Entre "moment historique" et "injonctions contradictoires", la métropole de Clermont-Ferrand adopte son projet de PLUi
C’est une étape importante, "historique" même aux yeux de nombreux élus, dans l’élaboration du Plan local d’urbanisme intercommunal (PLUi) de la métropole de Clermont-Ferrand. Vendredi, à l’issue de six années de travail et de concertation, les élus métropolitains ont arrêté "le projet de PLUi".
Ce document fixe « un cadre ambitieux commun pour notre territoire », s’est félicité Grégory Bernard, conseiller métropolitain en charge du dossier, à l’heure de la présentation des grandes lignes de ce PLUi qui viendra, à terme, remplacer les Plans locaux d'urbanisme (PLU) des 21 communes de la métropole. Et de mettre en avant une grande ambition : « Nous avons résolument réduit les zones à artificialiser pour consommer moins de foncier et préserver les sols.
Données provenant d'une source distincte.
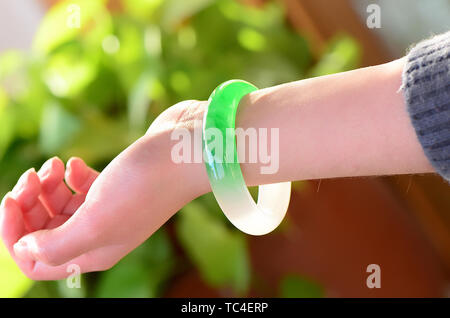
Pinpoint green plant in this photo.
[0,0,358,297]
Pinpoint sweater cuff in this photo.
[402,32,450,181]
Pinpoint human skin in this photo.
[0,59,433,280]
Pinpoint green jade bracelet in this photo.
[202,80,291,235]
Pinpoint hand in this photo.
[0,101,209,280]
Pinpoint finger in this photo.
[11,169,50,232]
[25,245,126,280]
[14,203,104,266]
[66,157,99,194]
[61,193,86,216]
[0,193,34,273]
[38,157,72,216]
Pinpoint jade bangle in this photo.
[202,80,291,235]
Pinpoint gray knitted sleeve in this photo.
[402,32,450,181]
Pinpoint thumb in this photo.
[14,206,99,266]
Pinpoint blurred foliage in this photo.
[0,0,359,297]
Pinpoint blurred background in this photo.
[0,0,450,297]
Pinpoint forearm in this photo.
[181,59,433,195]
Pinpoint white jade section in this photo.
[215,182,291,235]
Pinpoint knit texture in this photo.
[402,32,450,181]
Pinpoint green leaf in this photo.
[96,230,174,297]
[280,275,324,298]
[0,86,14,160]
[42,43,98,97]
[121,0,163,22]
[128,71,156,132]
[39,102,80,155]
[0,242,33,298]
[162,0,217,29]
[177,202,250,294]
[310,35,361,76]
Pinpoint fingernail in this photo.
[12,168,36,199]
[13,240,33,261]
[38,158,53,179]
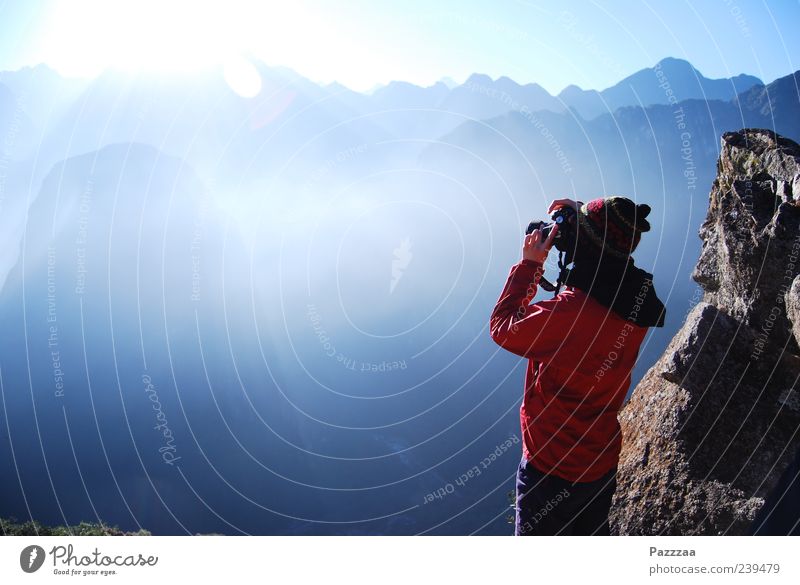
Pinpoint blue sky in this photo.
[0,0,800,93]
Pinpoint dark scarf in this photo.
[564,258,666,327]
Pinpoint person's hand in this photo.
[522,225,558,264]
[547,199,583,213]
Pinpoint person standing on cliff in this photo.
[490,197,666,536]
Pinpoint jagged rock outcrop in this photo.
[611,129,800,534]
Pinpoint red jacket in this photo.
[490,260,647,482]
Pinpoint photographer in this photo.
[490,197,665,535]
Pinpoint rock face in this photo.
[611,129,800,534]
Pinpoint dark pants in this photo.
[514,458,617,536]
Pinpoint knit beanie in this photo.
[578,196,650,259]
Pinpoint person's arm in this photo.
[489,226,560,359]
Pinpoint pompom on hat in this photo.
[578,196,650,258]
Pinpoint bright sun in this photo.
[33,0,324,97]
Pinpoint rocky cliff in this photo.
[611,129,800,534]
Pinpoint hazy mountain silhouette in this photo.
[0,62,800,534]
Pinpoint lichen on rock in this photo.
[611,129,800,534]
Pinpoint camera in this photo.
[525,205,577,252]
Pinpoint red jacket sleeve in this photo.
[489,260,572,362]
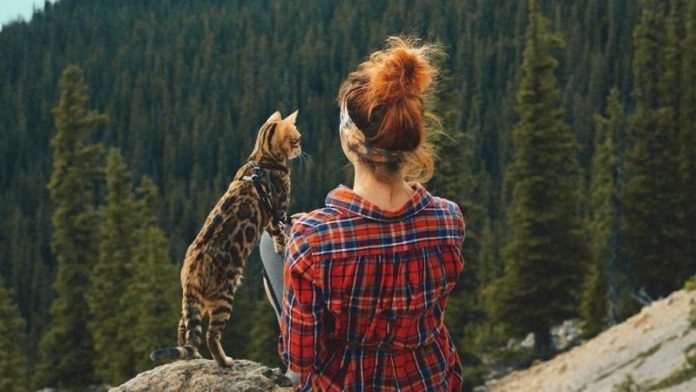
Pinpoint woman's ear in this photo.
[284,110,298,125]
[266,111,283,123]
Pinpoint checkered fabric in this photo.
[279,183,464,391]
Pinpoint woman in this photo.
[268,37,464,391]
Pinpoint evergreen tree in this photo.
[37,65,107,387]
[490,0,589,352]
[87,149,138,385]
[581,88,626,335]
[249,299,281,368]
[0,282,28,392]
[622,0,693,298]
[679,1,696,276]
[116,177,181,376]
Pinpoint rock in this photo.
[486,290,696,392]
[109,359,292,392]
Ça s’inscrit dans le cadre de la ZAN (Zéro artificialisation nette) et ça amène à proposer un nouveau modèle de développement qui repose davantage sur le renouvellement urbain. »
"Injonctions contradictoires"Concrètement, ce projet de PLUi fixe un cadre, de nombreuses règles et de multiples critères dans la protection du patrimoine, la préservation des espaces naturels, la sobriété foncière, la mixité sociale, le stationnement, la hauteur des constructions, etc.
Un document riche, technique, complexe, fruit de compromis mais qui interroge aussi de nombreux élus entre ce qui peut apparaître comme « des injonctions contradictoires » : comment réindustrialiser sans artificialiser ? Comment éviter la hausse des prix immobiliers que risque d’entraîner la raréfaction du foncier ? Comment préserver le paysage tout en développant le photovoltaïque, ce qui fait débat sur les hauteurs de Nohanent ? Comment se fournir en matériaux de construction locaux tout en tenant compte de l’opposition d’habitants à la carrière de Châteaugay (une dizaine d'entre eux étaient d'ailleurs présents dans le public lors de ce conseil métropolitain) ?
Comment "associer les citoyens" ?Jean-Marc Morvan (Orcines) s’inquiétait ainsi de « la perte de la valeur foncière de terrains qui deviennent non constructibles et l’impact sur le développement économique local », quand Flavien Neuvy (Cébazat) déplorait « la complexité du document. On construit des règles invraisemblables que les honnêtes citoyens essaient de respecter et dont les autres s’en contrefichent », commentait-il à propos de l’absence de véritables sanctions en cas de non-respect.
Des interrogations, des doutes, mais à la grande majorité, les élus ont malgré tout salué des avancées. « C’est un basculement majeur : nous passons d’une logique de droit à construire à une logique de préservation du territoire », se réjouissait Claire Brieu (groupe écologiste), qui invitait toutefois l’assemblée à « trouver des manières innovantes d’associer les citoyens », souvent éloignés de ces documents cadres. « Il faut que nous, élus, évitions cette posture de grands experts », appuyait Diego Landivar (La France Insoumise), qui appelait aussi à une meilleure prise en compte de l’expression démocratique. « Ce PLUi participe à une amélioration, nous le saluons, mais nous refusons de donner un chèque en blanc. »
Bientôt l'enquête publique« C’est un instant décisif dans l’histoire de la métropole, commentait le président de la métropole Olivier Bianchi (PS) à l’heure de conclure les débats. Ce document fixe des règles d’urbanisme pour longtemps. Certains déplorent que ça va trop loin, d’autres pas assez loin, mais au fond, c’est la quintessence du consensus. Par les temps qui courent politiquement, c’est important d’avoir conscience que l’on sait faire du dialogue et travailler pour l’intérêt commun. On a trouvé un chemin et c’est important car l’avenir du territoire, on ne doit pas le subir, on doit le façonner. »
Le projet de PLUi, adopté à la majorité (67 pour, 1 contre, 15 abstentions), sera désormais soumis à validation des conseils municipaux des 21 communes puis à enquête publique.